Small N Large P Inference on the Mean

Stamm, Aymerich
Small N Large P Inference on the Mean
Thursday 22nd October 2009
Secchi, P.
Advisor II:
Vantini, S.
Fuhrman, M.
Download link:
The goal of this tesi is to show how it is possible to make inference on the mean µ in the context of small N large p gaussian data, (ie) with a sample of N independent random vectors identically distributed as Np (µ, Σ), where Σ is a definite positive matrix and the dimension p of the vectors is much greater than the size N of the sample. This includes also functional data in which, typically, the dimension is infinite. A very important statistic will be defined in the context of small N large p data.
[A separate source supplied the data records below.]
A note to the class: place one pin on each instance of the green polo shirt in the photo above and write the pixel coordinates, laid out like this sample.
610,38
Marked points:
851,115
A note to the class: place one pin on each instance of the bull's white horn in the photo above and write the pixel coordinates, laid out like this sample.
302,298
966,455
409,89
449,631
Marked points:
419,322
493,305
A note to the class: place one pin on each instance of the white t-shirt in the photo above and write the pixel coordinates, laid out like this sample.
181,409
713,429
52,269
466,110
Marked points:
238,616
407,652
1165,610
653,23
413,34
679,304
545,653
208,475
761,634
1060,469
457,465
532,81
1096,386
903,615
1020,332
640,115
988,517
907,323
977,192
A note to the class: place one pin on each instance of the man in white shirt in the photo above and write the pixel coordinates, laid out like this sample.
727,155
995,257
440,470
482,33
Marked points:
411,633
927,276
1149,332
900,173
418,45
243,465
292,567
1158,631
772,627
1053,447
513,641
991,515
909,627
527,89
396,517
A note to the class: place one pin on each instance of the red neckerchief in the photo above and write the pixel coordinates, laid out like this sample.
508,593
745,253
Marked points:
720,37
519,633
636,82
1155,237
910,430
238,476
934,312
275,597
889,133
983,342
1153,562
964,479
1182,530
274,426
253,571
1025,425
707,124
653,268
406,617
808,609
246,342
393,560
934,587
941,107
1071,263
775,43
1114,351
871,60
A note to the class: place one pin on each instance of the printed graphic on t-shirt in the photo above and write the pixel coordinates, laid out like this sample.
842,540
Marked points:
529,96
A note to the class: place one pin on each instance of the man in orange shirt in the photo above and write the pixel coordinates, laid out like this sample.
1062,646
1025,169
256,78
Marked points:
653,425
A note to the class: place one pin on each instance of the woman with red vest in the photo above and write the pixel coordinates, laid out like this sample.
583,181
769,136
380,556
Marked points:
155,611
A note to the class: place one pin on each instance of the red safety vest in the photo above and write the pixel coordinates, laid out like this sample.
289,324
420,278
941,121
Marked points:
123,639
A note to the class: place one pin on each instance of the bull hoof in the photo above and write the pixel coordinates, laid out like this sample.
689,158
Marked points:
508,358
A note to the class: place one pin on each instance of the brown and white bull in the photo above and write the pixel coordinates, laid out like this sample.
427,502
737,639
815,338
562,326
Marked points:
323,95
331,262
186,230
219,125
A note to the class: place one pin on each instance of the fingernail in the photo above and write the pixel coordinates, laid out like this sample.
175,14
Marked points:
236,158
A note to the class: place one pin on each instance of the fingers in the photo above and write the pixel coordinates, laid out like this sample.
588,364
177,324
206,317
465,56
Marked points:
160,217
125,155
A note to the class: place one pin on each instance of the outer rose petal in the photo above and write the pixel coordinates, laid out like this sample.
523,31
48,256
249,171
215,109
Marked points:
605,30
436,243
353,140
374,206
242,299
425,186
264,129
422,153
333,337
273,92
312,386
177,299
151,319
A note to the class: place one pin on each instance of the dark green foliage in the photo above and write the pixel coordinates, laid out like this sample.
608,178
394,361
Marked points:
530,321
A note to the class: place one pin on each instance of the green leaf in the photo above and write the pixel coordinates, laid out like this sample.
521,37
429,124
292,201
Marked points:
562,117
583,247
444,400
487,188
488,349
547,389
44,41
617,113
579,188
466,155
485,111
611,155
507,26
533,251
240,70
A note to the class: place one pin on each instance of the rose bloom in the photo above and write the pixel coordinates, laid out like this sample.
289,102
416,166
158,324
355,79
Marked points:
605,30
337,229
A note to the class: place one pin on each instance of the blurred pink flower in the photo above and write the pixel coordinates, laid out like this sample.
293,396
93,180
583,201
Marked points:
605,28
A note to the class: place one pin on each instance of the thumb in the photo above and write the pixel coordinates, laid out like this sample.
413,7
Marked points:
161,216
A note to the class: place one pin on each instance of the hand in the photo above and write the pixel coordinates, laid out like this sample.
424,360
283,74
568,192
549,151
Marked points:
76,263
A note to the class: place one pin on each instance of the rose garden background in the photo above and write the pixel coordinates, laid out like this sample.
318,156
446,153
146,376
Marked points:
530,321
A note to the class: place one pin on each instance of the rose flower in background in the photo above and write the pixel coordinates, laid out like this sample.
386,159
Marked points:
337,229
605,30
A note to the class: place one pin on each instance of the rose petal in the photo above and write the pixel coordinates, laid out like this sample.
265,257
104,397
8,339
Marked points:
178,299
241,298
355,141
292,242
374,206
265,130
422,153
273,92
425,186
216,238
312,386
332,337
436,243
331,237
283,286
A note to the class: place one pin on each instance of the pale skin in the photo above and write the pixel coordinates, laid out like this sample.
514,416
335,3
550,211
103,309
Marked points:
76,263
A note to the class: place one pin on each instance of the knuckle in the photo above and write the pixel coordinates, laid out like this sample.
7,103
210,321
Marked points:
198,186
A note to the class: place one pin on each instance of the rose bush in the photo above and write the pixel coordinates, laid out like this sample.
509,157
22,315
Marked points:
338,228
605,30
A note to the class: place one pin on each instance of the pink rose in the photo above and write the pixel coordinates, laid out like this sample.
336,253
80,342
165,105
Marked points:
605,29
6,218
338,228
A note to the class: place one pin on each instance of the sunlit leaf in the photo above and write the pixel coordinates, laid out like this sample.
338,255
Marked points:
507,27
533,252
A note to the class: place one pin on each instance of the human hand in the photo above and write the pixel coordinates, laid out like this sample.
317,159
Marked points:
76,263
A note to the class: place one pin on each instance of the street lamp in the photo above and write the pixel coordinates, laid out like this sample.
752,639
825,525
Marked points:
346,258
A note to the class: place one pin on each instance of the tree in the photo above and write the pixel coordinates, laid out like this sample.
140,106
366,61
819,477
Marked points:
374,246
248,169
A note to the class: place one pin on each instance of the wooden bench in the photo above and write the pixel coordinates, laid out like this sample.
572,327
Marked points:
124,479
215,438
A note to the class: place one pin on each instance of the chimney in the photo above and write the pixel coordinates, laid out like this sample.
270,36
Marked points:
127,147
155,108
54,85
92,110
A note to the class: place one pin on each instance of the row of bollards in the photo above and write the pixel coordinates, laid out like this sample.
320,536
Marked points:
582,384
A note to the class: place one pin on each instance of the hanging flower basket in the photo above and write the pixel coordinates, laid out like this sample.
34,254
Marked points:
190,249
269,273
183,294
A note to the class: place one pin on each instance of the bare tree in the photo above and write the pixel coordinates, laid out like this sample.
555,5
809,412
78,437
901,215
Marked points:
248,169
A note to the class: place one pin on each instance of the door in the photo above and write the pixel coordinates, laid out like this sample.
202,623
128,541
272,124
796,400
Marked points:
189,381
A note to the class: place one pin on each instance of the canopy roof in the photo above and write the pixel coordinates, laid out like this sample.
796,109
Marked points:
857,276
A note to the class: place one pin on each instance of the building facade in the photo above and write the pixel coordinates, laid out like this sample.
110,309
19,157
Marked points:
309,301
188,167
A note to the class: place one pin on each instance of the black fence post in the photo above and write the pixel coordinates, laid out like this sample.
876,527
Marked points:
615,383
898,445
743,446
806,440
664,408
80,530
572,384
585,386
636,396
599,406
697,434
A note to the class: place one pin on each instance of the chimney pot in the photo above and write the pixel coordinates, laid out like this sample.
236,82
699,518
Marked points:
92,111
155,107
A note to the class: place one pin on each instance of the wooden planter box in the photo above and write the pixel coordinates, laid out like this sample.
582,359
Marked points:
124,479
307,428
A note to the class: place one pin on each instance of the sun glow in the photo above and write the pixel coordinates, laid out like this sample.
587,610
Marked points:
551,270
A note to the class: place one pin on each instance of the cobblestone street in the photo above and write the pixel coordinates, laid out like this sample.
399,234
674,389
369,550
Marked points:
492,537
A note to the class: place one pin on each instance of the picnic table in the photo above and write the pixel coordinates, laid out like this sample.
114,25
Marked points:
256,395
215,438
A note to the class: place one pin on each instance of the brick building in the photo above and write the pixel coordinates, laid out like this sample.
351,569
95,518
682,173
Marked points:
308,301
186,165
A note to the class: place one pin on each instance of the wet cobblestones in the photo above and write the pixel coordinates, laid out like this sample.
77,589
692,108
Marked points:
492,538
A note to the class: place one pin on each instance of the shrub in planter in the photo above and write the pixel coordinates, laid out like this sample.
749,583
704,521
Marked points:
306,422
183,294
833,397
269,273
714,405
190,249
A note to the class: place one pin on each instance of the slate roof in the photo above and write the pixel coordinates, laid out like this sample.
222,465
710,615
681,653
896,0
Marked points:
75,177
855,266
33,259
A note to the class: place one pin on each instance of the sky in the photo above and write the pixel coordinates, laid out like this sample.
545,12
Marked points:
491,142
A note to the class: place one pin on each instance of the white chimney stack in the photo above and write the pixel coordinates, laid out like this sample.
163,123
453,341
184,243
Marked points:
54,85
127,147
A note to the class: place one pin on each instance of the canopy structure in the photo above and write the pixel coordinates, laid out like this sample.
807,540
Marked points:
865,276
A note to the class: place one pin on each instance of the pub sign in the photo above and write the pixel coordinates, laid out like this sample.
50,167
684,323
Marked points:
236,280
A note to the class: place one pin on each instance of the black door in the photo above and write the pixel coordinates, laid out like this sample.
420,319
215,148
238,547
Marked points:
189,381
It reduces to Hotelling’s T 2 statistic in the case p < N . Its asymptotic distribution will be given for p going to infinity and will include an unknown coefficient. It will thus be shown how this latter can be estimated and, in the end, tests, confidence region and confidence intervals for the mean vector will be presented. We will face more difficulties to deal with the functional case. A model to analyze functional data will be built within the Hilbert space L2 . A functional statistic to make inference on the mean function will be defined but its exact distribution will not be derived. It will only be caracterized given an equality in distribution with some other random variable. However, Bonferroni’s intervals will be defined in the functional context as well. Finally, a concrete example will be exposed to illustrate the results obtained for small N large p data. The data comes from the AneuRisk project which aims at studying, by means of a statistical approach, cerebral aneurysms. In particular, doctors think that the probabilities of onset and/or rupture of an aneurysm depend almost exclusively on the geometry of the artery. Thus, as an example, our statistic will be used to test if its expected radius is constant or not.